Overall, I think it went really well. It was nice to have some of my concerns in that area addressed and validated. The OT basically verified a lot of the suspicions that I had about Jett’s motor skills and sensory development – he’s very sensory seeking and hypo-sensitive, yet easily overstimulated visually. She also added that his motor planning skills are a little delayed, and he appears to have slightly low muscle tone in his wrists and hands.

Understanding sensory processing disorder is key for me as a parent right now. Learning how to interact with a sensory-challenged child is new territory for me, but I’m getting there. Since we’ve really noticed a lot of these behaviors in him, I’ve been reading a couple books, visiting some very informative websites, and renovating the way we go about our daily routine. For example, he started asking for baths every night. He usually gets a bath about twice a week or whenever he happens to get dirty, but I started letting him have those nightly baths since the water provides sensory input for him. Kids with sensory processing disorder (SPD) need that kind of input (or lack thereof, if they’re hypersensitive) to feel stable and “normal”, for lack of a better word. He also loves jumping. It provides deep, strong impact for his legs, so we play “jumping games”. He loves the feeling of creams and lotions on his hands and legs, so we play with lotion or liquid soap from time to time. At the grocery store, he likes to push the buggy. Pushing the weight of the groceries is not only good for the muscle tone in his arms and hands, but it gives him some of that intense sensory input that he craves. Visually, however, he tends to get a little overstimulated, so we try to give him his space if he feels overwhelmed. At his 3rd birthday party, all the people, gifts, and decorations were too much for him to handle at one point, so he left the room. Sometimes, he just needs a minute to regroup.
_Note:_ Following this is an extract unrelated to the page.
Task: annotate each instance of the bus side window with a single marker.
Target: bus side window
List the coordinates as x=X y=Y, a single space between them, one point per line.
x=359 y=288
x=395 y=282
Our therapists have given us a lot of information on activities for sensory seeking kids, and we’re starting to implement those more and more on a daily basis.

Based on the results of the evaluation, she’s recommending weekly occupational therapy for him. Unfortunately, there’s a pretty long waiting list for OT, so it might be a while before we actually get to start therapy, but we’re on our way.

Vocabulary-wise, he’s doing much better. He’s saying more and more words, adding new ones almost daily, and he’s picking up more sentences as well. His latest is “Stop it! It’s okay!” He’ll usually say that to Dax if he’s crying or bothering him, or me, if I’m talking and he’d prefer the silence.

It’s amazing to see how much he’s progressing, and I’m so proud of him. Sometimes, though, I’ll see other children his age carrying a conversation with an adult, using full sentences and correct grammar, and I start to get discouraged. I try not to compare him to other children, but it’s hard not to sometimes. I keep reminded myself that everything about him, the way he talks, the pace at which he’s learning, his quirks – everything – is what makes him Jett, and without all those things, he wouldn’t be my Jett.